The main weakness of the Seven S2 lay with the Standard 10 axle. The unit is prone to leakage resulting in seized differentials. The problem arise because of the differential housing being prised open under acceleration forces. The location of the axle is constructed in a very simple and light manner. But unfortunately it puts a lot of stress on the axle casing. An A-frame locates the central lower point and 2 radius arms is placed on top near the wheels, causing the axle casing to twist on every acceleration.
Credit to: www.locost.info for the drawing.
My differential was probably broken due to lack of oil. I discovered several cracks in the casing and some of the bolts holding the differential were loose.
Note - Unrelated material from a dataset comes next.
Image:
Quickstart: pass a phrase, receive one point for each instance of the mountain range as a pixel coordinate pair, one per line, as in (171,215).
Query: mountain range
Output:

The crown wheel and pinion was completely ruined, but I was able get a similar differential from a Triumph Spitfire, although the gearing is 4.11:1 compared to the original 4.55:1. Be aware of the Spitfire is produced with 2 axle dimensions - only the early (smaller) will fit with axles in Standard 10 assembly.
Despite the independent rear suspension on the Triumph Spitfire, the car is a good source for Standard 10 rear axle parts. As mentioned the differential can be exchanged as a whole assembly, provided the gear wheels is splined for the early axles. The hubs, bearings and seals at the wheel end is similar, and can easily be obtained from companies specialized in Triumph Parts.
I brought the outer seals (Part No. GHS111) and a set of wheel studs (Part No. 21H5774) from Moss Europe
To renew the outer seals you need to remove the hubs from the axles. This can be very, very difficult - now you are warned. Even with right special tool I managed to bend one of the hubs - so it has to be exchanged.
It is essential to use a classic EP (extreme pressure) oil to GL4 (Hypoid/Hopoy) specification only for the differtial; example Castrol EP 90 (GL4)
DO NOT USE GL5. Virtually all oils now sold are to GL5 spec and will "melt" the copper washers in the diff.
Quantity needed 1.5 pint = 0.7 liter.
Here is a guide to fit new bushes in the A-frame: Bush Replacement
The picture shows the correct way of mounting the radius arms, the small damage near the rubber bush (upper arm) shows what happen if the arm is mounted the other way around.
For some reason the radius arms on my car have been rose jointed at the front mount. This allow adjustment and gives a better location of the rear axle, but problably puts more load on the frame.
The bush was stubborn and very difficult to exchange, so I ordered a new set of radius arms at Redline with the correct bushes fitted.
Ital - 44.18 Kg
English 49.57 Kg - with standard diff casing, saves 4.725 kg with alloy differential housing.